Modern anthropology rediscovers the ancient teaching about time-spirits

by Emil Páleš

It is a well known but unexplained fact of anthropology, that the growth of culture is not continuous, but occurs in waves. Great personalities, geniuses in every branch of art and science do not appear solitary, but in whole constellations, in groups. Let us recall the masters of classic music: Mozart, Paganini, Beethoven have been contemporaries. Or the great constellation of renaissance painters: Michelangelo, Leonardo, Tizian etc.

The  wave-like character of culture obviously can not be explained by genetics: since the same talents would have to be already in possession of the forefathers of these masters as well as their descendants.
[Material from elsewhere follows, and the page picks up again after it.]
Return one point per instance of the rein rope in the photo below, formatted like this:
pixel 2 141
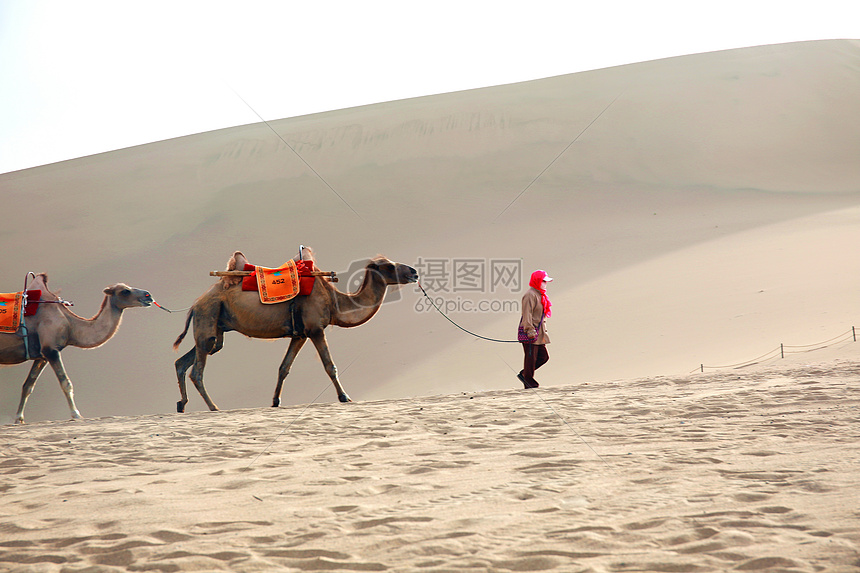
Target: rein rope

That is why the majority of anthropologists looks for the causes of such outbursts of creativeness in the sociological environment of the given culture.

The influence of environment is but excluded in cases, when great achievements in the same field have been made simultaneously in two or more different places on earth without being in contact. The best known example of such parallel event is the axial epoch of Karl Jaspers: between 600-300 B. C. the greatest religious founders and philosophers appeared at the same time in China, India, Persia, Israel and Greece: Lao´c, Kchung-fu´c, Buddha, Jina, Zoroaster, Jeremiah, Daniel, Socrates, Plato, Aristotle etc. They did not know about one another and yet taught the same main ideas! Since 150 years no scientist has been in grade to propose a plausible hypothesis, how this is possible.

A four-year research project of the Sophia foundation has been dedicated to the research of parallel and rhythmic phenomena in history. We found out, that since the stone age until now there can be ascertained dozens of such parallel phenomena or synchronicities in the history of art-styles, social forms or thought-movements, which can in no way be explained within the materialistic paradigm of science. Moreover, these synchronic waves of heightened creativeness in different fields of culture recur within certain rhythms and constitute a system.

The biggest surprise is, that this system, which can be ascertained empirically from history, has been already exactly known since millennia: it is based on 354 and 72-years rhythms, which have been known to the medieval as well as antique Europe and goes back as far as to the babylonian calendar used since the very beginning of history. A forgotten manuscript by an abbot, Johannes Trithemius, from 1508 speaks about seven archangels, who alternate every 354 years as spirits of time. Every 354 years one of them inspires the spiritual atmosphere of the world.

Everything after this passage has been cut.